US Federal Reserve Chair Kevin Warsh on Tuesday committed to tackling stubborn inflation in hawkish comments that investors took as a signal borrowing costs are likely to stay higher for longer.
Warsh sidestepped questions about whether the Fed would raise rates, even though lawmakers pressed him. But he again emphasized the Fed’s goal of price stability and dismissed a cooler-than-expected inflation report as “just one datapoint,” adding that he doesn’t want to “cherry-pick data.”
“There might be some that look at this morning’s data and say, ‘Oh, mission accomplished, everything is swell,’” Warsh said at a House Financial Services Committee hearing. “That is not my view.”
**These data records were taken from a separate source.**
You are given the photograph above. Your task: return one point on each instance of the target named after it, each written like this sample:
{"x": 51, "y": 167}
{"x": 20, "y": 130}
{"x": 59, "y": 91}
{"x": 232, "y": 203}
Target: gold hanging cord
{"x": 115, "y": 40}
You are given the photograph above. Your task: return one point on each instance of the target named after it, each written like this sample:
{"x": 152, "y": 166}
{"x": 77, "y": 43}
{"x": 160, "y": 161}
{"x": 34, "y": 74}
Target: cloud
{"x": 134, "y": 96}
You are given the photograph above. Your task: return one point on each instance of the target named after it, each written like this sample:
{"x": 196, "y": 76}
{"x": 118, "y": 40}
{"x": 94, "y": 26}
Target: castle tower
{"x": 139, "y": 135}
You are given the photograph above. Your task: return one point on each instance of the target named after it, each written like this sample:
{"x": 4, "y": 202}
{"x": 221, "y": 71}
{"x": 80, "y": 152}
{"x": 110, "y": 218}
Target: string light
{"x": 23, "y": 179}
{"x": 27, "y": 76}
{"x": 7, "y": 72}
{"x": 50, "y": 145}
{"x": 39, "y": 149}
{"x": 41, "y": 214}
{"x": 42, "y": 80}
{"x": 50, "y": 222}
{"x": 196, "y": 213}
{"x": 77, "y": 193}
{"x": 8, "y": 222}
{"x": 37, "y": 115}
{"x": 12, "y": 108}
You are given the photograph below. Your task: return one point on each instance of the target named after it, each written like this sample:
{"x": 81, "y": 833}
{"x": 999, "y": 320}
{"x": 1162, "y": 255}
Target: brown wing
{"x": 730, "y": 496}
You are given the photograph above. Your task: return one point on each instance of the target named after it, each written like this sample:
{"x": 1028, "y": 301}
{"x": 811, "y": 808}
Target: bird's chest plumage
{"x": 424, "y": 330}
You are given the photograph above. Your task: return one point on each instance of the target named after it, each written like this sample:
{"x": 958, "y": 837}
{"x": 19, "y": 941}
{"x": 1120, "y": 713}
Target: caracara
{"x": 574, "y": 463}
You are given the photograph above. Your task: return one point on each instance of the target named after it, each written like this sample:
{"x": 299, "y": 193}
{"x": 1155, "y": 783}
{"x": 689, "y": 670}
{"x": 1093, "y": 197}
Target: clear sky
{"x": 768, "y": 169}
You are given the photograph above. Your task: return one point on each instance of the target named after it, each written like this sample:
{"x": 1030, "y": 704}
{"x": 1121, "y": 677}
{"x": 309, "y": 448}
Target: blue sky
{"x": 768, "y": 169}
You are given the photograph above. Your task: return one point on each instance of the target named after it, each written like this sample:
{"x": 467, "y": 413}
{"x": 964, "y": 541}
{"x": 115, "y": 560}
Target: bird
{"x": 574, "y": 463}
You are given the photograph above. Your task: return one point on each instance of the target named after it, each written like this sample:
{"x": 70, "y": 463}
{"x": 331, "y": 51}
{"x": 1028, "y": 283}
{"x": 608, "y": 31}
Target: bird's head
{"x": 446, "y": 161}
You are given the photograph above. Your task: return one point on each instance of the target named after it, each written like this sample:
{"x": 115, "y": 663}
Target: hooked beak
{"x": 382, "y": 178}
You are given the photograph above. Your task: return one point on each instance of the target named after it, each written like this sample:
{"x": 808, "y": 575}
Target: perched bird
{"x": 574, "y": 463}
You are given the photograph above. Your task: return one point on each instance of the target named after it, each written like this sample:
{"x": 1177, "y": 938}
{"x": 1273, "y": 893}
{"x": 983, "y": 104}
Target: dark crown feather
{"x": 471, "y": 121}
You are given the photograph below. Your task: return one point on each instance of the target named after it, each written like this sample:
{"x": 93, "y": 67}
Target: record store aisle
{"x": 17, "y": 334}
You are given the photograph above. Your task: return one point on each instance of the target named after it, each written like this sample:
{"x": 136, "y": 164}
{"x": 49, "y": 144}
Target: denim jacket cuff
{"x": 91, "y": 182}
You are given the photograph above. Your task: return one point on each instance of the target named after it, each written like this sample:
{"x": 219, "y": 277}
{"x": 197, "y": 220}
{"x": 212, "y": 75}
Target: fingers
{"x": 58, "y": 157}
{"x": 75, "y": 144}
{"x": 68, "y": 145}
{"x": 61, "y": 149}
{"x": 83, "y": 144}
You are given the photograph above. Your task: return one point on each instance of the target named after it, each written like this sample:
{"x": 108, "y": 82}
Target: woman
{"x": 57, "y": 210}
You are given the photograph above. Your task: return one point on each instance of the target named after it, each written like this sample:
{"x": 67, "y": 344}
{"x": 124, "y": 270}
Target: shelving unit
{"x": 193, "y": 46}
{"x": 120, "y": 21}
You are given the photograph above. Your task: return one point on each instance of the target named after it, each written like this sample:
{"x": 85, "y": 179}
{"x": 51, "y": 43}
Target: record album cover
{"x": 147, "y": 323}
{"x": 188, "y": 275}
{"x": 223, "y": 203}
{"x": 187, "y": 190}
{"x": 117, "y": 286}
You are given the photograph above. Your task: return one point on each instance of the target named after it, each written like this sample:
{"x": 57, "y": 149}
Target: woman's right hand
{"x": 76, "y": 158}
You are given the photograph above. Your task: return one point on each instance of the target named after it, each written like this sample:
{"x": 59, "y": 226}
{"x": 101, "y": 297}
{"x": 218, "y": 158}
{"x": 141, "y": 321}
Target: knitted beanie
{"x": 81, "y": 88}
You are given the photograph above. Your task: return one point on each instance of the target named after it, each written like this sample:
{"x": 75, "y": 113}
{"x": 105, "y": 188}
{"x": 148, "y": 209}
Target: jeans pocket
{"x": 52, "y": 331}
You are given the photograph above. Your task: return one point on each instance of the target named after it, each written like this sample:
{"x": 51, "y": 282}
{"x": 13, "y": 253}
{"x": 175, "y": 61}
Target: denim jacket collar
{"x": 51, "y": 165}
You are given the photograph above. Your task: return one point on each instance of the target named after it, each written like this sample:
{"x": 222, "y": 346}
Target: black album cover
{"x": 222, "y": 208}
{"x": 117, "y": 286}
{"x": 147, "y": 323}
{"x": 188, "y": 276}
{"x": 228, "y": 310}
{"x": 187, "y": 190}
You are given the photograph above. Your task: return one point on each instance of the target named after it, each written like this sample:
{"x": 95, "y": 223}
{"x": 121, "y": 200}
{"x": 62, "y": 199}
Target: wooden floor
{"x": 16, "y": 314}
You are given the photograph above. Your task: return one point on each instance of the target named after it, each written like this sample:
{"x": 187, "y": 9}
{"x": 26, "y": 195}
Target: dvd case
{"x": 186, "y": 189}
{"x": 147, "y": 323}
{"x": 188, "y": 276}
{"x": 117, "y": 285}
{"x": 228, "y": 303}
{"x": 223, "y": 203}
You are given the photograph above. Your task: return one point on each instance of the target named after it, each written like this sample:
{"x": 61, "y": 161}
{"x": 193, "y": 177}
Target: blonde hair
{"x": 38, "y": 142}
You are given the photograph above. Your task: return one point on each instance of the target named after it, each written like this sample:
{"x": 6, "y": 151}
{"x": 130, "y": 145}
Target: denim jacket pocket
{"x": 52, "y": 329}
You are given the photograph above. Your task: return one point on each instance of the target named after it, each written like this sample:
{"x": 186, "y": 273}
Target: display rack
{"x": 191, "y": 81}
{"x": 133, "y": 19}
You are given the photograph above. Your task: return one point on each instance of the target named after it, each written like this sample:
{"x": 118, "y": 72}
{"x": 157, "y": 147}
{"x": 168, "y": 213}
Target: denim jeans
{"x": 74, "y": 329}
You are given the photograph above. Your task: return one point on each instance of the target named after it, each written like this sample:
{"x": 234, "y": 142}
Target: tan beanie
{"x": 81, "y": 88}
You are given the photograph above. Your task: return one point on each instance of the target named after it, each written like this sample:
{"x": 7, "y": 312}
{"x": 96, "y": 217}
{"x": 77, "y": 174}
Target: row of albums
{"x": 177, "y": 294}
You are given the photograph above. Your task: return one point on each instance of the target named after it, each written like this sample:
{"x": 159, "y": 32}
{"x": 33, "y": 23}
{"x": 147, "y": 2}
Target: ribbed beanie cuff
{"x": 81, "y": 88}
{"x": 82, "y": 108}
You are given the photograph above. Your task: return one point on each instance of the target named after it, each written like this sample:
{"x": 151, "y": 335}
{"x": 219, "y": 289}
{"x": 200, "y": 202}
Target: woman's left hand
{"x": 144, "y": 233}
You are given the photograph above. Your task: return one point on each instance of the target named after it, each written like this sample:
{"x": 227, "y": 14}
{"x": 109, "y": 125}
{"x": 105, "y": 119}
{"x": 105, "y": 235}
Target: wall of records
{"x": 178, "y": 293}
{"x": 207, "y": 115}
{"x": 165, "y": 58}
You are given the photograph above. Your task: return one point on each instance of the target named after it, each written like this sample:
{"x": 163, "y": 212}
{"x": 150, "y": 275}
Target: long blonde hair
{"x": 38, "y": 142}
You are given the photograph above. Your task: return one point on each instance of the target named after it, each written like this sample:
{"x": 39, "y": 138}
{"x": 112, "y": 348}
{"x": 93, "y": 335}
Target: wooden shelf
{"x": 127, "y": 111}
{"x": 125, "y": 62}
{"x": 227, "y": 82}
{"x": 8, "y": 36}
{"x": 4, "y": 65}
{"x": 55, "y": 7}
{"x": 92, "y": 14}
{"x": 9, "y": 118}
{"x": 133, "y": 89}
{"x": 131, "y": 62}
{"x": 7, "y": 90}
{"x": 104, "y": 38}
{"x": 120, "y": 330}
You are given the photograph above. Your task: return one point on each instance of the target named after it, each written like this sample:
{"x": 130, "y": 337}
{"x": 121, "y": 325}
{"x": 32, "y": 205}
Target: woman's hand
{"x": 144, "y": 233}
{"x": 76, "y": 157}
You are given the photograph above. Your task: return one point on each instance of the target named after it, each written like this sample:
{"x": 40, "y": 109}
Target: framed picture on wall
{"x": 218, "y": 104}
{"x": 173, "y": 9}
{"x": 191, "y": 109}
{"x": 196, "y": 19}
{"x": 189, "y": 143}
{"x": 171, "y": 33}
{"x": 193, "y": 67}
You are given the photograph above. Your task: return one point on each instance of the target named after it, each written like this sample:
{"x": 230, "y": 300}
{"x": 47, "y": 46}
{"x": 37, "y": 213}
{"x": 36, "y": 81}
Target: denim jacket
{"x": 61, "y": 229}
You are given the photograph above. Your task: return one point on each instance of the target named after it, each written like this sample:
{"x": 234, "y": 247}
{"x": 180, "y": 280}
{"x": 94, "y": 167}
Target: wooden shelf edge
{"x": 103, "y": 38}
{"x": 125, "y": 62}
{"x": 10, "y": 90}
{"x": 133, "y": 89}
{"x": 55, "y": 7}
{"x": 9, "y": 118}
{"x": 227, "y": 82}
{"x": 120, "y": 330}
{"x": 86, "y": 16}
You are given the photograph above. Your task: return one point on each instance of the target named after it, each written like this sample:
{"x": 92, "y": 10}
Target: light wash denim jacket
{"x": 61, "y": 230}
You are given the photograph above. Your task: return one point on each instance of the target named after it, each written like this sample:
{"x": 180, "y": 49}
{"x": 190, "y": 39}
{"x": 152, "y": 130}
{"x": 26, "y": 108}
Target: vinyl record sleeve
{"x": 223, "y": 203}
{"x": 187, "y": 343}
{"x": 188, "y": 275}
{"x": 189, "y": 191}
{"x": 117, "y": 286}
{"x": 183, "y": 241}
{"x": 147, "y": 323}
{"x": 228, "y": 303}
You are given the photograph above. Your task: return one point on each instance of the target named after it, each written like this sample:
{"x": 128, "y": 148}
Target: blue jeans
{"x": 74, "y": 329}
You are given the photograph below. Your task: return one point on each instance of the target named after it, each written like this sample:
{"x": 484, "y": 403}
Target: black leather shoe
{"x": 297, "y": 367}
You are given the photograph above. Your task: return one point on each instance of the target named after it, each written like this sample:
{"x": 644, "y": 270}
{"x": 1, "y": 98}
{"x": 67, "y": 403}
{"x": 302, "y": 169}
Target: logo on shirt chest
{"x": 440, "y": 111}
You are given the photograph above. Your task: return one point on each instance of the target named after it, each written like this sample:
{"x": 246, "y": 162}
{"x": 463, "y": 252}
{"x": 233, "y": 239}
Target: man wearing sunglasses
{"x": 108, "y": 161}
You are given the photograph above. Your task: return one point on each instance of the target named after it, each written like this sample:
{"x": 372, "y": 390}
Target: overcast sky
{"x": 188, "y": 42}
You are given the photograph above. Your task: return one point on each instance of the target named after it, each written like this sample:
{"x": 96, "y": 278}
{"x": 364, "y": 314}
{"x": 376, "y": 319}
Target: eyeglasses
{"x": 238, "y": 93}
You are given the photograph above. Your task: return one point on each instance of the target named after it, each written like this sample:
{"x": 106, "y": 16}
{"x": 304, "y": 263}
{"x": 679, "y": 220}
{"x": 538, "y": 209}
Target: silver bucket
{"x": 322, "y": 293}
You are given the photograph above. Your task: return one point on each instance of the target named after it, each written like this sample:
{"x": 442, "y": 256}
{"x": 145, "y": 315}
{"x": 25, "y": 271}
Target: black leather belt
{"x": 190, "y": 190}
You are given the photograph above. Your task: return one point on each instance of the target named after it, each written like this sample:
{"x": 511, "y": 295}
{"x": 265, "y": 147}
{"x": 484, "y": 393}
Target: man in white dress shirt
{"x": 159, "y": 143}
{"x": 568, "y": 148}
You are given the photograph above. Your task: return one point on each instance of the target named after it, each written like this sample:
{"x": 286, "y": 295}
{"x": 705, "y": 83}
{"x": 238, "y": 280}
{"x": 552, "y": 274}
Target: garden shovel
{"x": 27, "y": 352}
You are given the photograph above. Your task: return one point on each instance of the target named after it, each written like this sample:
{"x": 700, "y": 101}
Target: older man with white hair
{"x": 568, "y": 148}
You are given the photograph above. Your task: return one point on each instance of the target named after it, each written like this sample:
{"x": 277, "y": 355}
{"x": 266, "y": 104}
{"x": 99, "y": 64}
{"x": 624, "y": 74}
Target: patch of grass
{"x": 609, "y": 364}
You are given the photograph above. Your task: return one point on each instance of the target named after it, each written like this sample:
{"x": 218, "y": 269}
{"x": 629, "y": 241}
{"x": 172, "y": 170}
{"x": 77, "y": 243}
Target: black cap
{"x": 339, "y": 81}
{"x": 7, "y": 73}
Investors had previously begun to bake in future interest-rate hikes, something that President Donald Trump has long advocated against. After the Commerce Department said Tuesday that consumer prices declined last month for the first time in six years, Trump wielded the report as proof that the administration is “doing a great job” even though the Iran war has since restarted.
Mortgage rates are higher “in part … because of inflation that has been above the Fed’s objectives,” Warsh said. “What we can do in making sure that people are confident that the change in prices is … at such a level that they don’t have to think about it; they don’t have to talk about it.”
“That is consistent with long-term Treasury yields being lower” and “mortgages being more affordable,” he said.
Asked what he would do if Trump fired him, Warsh said he would “continue to do my job.” He’ll testify again Wednesday before the Senate Banking Committee.